WIP — Data and labels are in active iteration

About

This page describes the dataset and explains, in plain language, how we turn annual-report text into the dashboard metrics.

Dataset

The AI Risk Observatory dataset includes a metadata.csv file that details the mapping between company, year, report, excerpt, and other metadata. It also provides a list of excerpts, each annotated with labels assigned by classifiers. Every excerpt is labeled with mention type, adoption maturity, risk taxonomy, vendor references, signal strength, and substantiveness scores. Additionally, LLM classifier reasoning is provided for easier quality assurance analysis.
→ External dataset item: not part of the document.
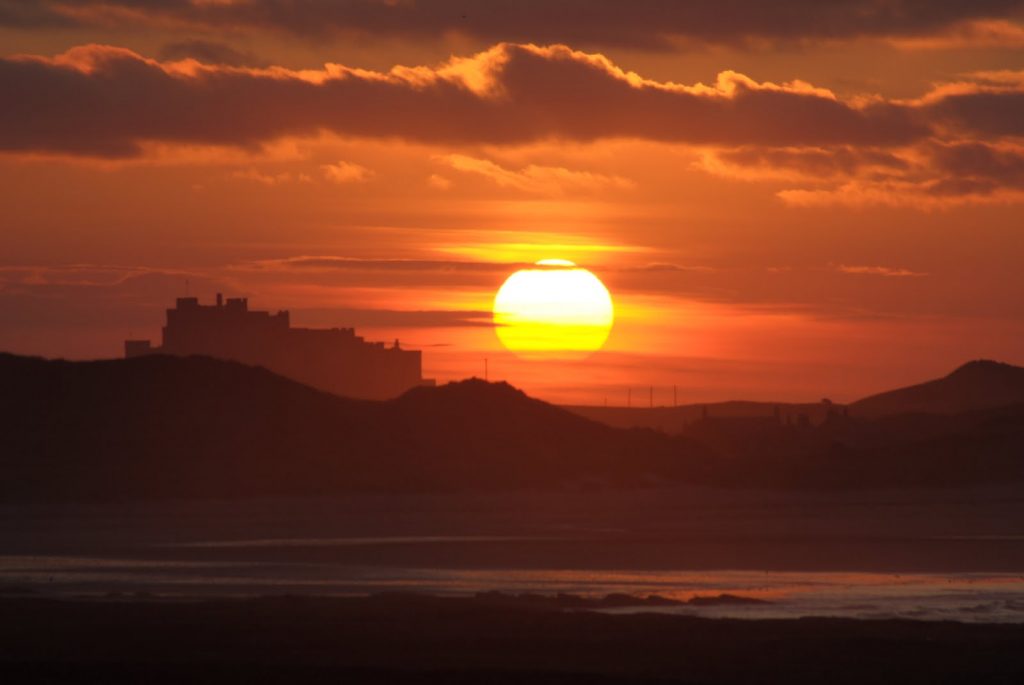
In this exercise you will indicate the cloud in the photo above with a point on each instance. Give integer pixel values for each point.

The full dataset, processing pipeline, and documentation are available on GitHub.

View on GitHub

Method Summary

This dashboard currently uses 150 company-year reports (2022-2024), covering 50 companies and 16 sectors. The pipeline extracted 1538 AI-related text chunks from 45 companies, then classified those chunks into structured labels.

The method is intentionally staged: find potential AI text first, then classify what that text is about, then aggregate labels to report-level trends.

Company-Year Reports

150

Extracted Chunks

1538

Reports With AI Signal

109

Reports With AI Risk Signal

87

Methodology in a Nutshell

The pipeline has three stages: pre-processing, processing, and post-processing. The diagram below shows the end-to-end flow.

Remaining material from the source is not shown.